小説

『俺の妹がこんなに可愛いわけがない』とハーレムラブコメの構造。

 今月ももう終わりですね。

 つい最近、正月を迎えたばかりという気がしますが、いったいそのあいだ何があったのでしょうか。

 少なくともぼくは何もしていない気がします。どうなっているんだ。

 ところで、先日、人間ドックを受けたのですが、予想通りコレステロールが高すぎて食事を改善しないといけない模様です。

 さて、そうすると何を楽しみにしたらいいのか――本を読むのか、映画を見るのか、いずれにしろ趣味を充実させていきたいですね。寝ているだけでも時間は過ぎていくので。

 そういうわけで、『俺の妹がこんなに可愛いわけがない』を読み返したりしていました。

 ここで新作に挑めないあたりがいまのぼくの現状を示している気もしますが、まあ、読まないよりは読んだほうがいいかと。

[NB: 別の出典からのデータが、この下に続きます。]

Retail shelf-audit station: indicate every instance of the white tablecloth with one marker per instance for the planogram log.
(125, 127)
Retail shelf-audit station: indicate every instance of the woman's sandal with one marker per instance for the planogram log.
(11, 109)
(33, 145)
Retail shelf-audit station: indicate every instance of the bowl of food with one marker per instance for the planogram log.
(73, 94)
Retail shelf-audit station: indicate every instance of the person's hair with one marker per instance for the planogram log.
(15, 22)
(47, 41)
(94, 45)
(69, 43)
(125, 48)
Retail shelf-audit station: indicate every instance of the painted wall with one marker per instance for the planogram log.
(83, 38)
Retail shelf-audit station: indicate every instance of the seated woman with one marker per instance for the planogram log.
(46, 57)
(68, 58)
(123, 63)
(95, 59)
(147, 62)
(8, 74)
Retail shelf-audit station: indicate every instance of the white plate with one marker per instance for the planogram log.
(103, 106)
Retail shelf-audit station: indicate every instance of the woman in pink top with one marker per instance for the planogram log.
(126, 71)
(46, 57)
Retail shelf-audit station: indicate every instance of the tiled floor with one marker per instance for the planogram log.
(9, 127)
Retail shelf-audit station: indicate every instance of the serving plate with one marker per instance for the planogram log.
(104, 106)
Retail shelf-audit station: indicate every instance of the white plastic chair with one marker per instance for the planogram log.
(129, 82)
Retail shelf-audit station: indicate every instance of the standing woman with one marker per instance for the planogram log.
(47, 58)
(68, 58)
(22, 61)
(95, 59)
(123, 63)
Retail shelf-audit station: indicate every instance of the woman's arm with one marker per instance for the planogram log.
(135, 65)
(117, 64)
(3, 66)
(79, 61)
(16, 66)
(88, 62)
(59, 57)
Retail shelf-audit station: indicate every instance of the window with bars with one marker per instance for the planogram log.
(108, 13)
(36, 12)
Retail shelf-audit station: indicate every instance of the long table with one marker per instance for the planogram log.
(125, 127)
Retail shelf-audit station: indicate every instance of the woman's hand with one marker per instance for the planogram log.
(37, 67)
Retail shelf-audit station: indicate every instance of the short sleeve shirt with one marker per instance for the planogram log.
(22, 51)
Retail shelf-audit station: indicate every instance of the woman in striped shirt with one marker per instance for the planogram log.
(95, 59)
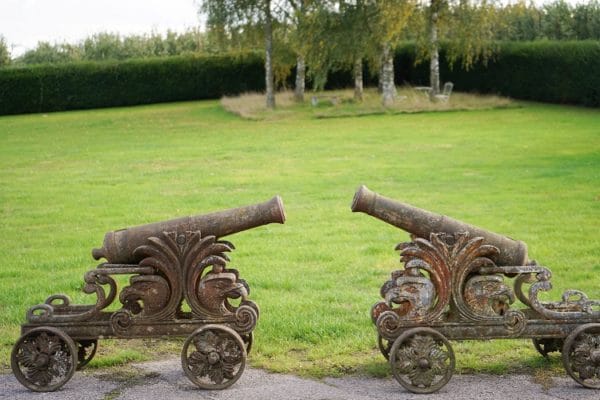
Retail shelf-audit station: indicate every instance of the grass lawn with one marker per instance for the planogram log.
(532, 173)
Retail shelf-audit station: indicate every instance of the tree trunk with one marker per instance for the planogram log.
(300, 79)
(434, 61)
(269, 78)
(358, 81)
(387, 78)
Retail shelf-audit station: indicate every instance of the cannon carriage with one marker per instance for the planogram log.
(180, 284)
(460, 282)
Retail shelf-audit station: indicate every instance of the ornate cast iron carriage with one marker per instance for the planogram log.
(169, 263)
(455, 285)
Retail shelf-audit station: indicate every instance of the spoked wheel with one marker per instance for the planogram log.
(86, 349)
(384, 346)
(44, 359)
(581, 355)
(545, 346)
(213, 357)
(422, 360)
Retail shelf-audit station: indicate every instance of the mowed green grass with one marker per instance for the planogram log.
(532, 173)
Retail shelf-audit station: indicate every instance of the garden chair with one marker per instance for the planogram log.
(445, 95)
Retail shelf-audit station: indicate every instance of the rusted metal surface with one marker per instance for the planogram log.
(460, 282)
(168, 263)
(119, 246)
(422, 223)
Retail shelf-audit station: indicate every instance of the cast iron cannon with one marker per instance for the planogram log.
(454, 286)
(168, 263)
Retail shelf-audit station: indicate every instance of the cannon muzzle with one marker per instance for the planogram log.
(423, 223)
(119, 245)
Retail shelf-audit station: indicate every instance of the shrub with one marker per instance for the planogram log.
(106, 84)
(554, 72)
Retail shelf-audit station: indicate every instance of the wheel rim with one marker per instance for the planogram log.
(213, 357)
(44, 359)
(422, 360)
(581, 355)
(86, 349)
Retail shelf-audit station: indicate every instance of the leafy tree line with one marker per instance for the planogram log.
(112, 46)
(316, 37)
(557, 20)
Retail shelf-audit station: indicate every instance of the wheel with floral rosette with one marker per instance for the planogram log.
(214, 357)
(422, 360)
(44, 359)
(581, 355)
(86, 349)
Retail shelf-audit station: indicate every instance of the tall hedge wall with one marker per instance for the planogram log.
(556, 72)
(92, 85)
(553, 72)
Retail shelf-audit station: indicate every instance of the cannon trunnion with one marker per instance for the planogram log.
(461, 282)
(180, 284)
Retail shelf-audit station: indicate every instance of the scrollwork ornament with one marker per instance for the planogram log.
(121, 321)
(514, 322)
(388, 325)
(246, 318)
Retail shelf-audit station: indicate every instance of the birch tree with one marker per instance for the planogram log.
(468, 26)
(390, 22)
(232, 14)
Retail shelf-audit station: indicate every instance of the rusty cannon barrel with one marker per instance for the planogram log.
(422, 223)
(119, 245)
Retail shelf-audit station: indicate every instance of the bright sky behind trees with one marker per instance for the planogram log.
(24, 23)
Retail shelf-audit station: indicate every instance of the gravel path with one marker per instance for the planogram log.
(165, 380)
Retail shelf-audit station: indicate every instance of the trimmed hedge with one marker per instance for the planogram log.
(555, 72)
(47, 88)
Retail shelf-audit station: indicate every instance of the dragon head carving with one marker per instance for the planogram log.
(488, 295)
(215, 288)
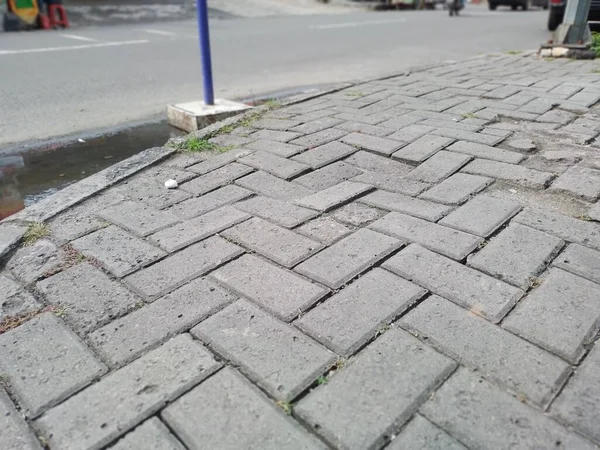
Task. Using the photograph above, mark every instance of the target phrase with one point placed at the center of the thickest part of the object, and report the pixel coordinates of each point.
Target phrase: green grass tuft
(35, 232)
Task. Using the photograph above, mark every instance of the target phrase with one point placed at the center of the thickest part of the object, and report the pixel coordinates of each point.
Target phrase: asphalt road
(56, 83)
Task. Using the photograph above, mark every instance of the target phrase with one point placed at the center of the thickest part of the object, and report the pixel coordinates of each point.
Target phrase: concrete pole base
(572, 34)
(194, 116)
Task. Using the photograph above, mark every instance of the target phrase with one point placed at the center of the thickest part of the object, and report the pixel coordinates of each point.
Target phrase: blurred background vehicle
(514, 4)
(557, 13)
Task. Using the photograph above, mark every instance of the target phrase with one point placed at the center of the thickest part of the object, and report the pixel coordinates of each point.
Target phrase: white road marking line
(161, 32)
(78, 38)
(73, 47)
(355, 24)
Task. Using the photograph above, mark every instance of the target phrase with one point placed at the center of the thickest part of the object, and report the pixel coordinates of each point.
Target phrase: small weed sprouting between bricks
(595, 47)
(14, 321)
(382, 330)
(354, 94)
(287, 407)
(35, 232)
(197, 145)
(534, 282)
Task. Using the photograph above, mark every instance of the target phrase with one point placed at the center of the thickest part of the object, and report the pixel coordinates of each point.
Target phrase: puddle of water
(28, 177)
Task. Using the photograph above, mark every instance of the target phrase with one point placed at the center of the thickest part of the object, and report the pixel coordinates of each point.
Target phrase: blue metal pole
(202, 13)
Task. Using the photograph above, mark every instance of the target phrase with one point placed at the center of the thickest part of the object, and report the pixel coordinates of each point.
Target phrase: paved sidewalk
(410, 263)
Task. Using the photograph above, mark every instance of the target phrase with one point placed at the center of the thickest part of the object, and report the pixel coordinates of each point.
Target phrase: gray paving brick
(74, 223)
(357, 214)
(279, 244)
(457, 189)
(328, 176)
(349, 319)
(517, 255)
(374, 163)
(502, 92)
(438, 123)
(325, 154)
(126, 338)
(197, 206)
(594, 212)
(334, 196)
(102, 412)
(347, 258)
(88, 297)
(277, 211)
(30, 263)
(152, 193)
(439, 166)
(365, 128)
(277, 148)
(496, 132)
(537, 106)
(473, 290)
(273, 135)
(227, 411)
(498, 355)
(523, 176)
(274, 355)
(44, 363)
(421, 149)
(557, 116)
(182, 160)
(276, 165)
(421, 434)
(120, 252)
(411, 133)
(581, 261)
(317, 125)
(562, 315)
(186, 233)
(391, 183)
(219, 160)
(229, 140)
(183, 266)
(469, 136)
(254, 278)
(373, 119)
(486, 152)
(482, 416)
(452, 243)
(14, 300)
(151, 435)
(325, 230)
(365, 403)
(276, 124)
(375, 144)
(137, 217)
(15, 434)
(404, 204)
(319, 138)
(271, 186)
(579, 181)
(579, 403)
(567, 228)
(398, 122)
(481, 215)
(216, 179)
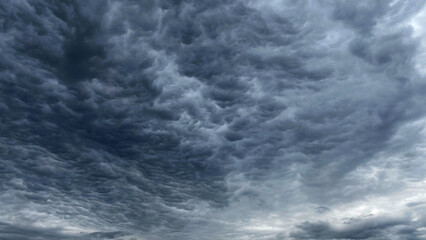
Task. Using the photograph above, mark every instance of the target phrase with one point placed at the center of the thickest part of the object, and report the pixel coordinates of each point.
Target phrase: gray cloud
(210, 120)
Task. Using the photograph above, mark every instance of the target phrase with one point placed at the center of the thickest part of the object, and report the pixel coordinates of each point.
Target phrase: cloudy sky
(212, 119)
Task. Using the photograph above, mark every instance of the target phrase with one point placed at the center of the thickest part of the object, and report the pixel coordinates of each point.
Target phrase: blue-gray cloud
(211, 120)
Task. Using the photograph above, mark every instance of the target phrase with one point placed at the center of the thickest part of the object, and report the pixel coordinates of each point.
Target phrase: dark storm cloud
(192, 119)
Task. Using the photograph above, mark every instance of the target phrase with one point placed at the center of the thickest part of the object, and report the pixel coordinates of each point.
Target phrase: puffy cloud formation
(242, 119)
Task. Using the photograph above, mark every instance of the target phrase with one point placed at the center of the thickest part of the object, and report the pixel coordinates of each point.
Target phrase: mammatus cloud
(212, 119)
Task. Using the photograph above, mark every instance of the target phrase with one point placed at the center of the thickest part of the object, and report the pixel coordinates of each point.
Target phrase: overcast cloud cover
(212, 119)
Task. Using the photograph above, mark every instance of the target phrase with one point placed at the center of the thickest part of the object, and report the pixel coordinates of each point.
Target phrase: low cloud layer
(140, 120)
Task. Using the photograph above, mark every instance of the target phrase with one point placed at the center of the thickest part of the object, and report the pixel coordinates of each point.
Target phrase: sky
(212, 119)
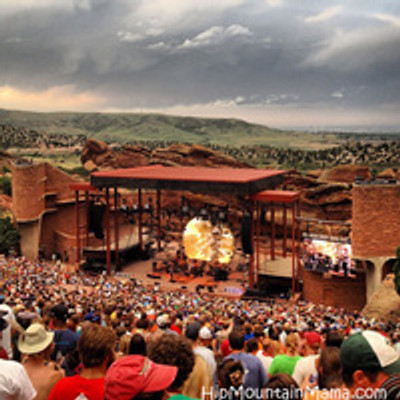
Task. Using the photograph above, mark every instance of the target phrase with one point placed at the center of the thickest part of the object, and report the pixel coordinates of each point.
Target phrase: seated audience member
(201, 375)
(3, 326)
(286, 363)
(203, 348)
(137, 345)
(14, 382)
(65, 340)
(328, 377)
(137, 377)
(96, 350)
(307, 365)
(267, 354)
(177, 350)
(230, 376)
(368, 361)
(282, 386)
(256, 377)
(37, 345)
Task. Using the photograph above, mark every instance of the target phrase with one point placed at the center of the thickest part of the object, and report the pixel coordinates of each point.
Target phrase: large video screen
(330, 256)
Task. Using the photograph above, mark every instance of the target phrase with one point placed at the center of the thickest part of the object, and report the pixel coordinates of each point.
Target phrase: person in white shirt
(202, 348)
(14, 382)
(267, 354)
(8, 315)
(307, 365)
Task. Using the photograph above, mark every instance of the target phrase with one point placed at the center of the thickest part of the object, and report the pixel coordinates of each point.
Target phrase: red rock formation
(99, 154)
(345, 173)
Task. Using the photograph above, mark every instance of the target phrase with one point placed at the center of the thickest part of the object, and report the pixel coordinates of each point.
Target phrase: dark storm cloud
(161, 53)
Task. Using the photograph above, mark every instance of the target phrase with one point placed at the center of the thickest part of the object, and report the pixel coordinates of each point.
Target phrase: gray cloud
(155, 54)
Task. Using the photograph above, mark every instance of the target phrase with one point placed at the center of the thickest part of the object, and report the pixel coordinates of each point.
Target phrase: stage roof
(276, 196)
(238, 181)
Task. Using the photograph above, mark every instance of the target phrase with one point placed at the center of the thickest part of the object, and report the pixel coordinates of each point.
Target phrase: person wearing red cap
(308, 365)
(96, 350)
(131, 377)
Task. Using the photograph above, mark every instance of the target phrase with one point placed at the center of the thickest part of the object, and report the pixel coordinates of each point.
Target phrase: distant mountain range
(124, 128)
(130, 127)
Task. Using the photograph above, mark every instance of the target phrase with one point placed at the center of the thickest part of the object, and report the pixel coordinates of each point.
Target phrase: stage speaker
(253, 293)
(96, 212)
(247, 242)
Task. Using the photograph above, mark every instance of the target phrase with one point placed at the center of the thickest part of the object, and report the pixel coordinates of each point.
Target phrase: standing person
(136, 376)
(256, 377)
(368, 362)
(8, 315)
(96, 350)
(230, 376)
(285, 363)
(14, 382)
(177, 351)
(201, 376)
(307, 365)
(202, 348)
(37, 345)
(65, 340)
(267, 354)
(3, 327)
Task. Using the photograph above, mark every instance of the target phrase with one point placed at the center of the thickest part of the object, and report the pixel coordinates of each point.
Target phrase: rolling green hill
(127, 127)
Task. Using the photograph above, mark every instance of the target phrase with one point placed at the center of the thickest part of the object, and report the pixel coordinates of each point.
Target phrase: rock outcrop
(129, 156)
(384, 303)
(346, 173)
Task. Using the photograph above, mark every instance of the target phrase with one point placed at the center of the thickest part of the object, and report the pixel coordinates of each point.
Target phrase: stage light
(206, 242)
(197, 239)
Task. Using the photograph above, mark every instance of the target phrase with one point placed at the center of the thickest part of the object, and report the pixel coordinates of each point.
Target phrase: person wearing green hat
(368, 360)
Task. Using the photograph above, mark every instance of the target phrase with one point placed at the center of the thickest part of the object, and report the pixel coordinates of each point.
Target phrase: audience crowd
(78, 337)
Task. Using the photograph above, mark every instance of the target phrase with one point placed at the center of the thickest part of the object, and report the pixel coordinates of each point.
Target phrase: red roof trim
(194, 174)
(276, 196)
(83, 186)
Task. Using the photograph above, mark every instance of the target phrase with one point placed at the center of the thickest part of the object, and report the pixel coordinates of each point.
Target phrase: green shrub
(5, 185)
(396, 271)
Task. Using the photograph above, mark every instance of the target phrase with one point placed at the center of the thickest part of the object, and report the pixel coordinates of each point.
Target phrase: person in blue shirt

 『俺妹』はいわずと知れたラブコメライトノベルの名作です。

 いろいろな意味で画期的な作品だったのですが、結末だけ賛否両論が分かれています。

 Amazonを見ると一目瞭然で、最終巻だけ評価が割れているのですね。

 どうしてこういうことになったかというとシンプルな話で、主人公が実の妹との恋愛を選んだ挙句、彼女とも別れて、だれとも結ばれないという結末になっているからです。

 ライトノベルの快楽原則からしてまったく気持ちよくない終わり方であるわけで、それは文句も出てきて当然というところでしょう。

 その原則に従うなら、せめてだれかと結ばれるエンディングにするべきだった。

 あと、近親相姦ネタは一部に嫌われるから、そこらへんも匂わせるくらいで終わらせるべきだった。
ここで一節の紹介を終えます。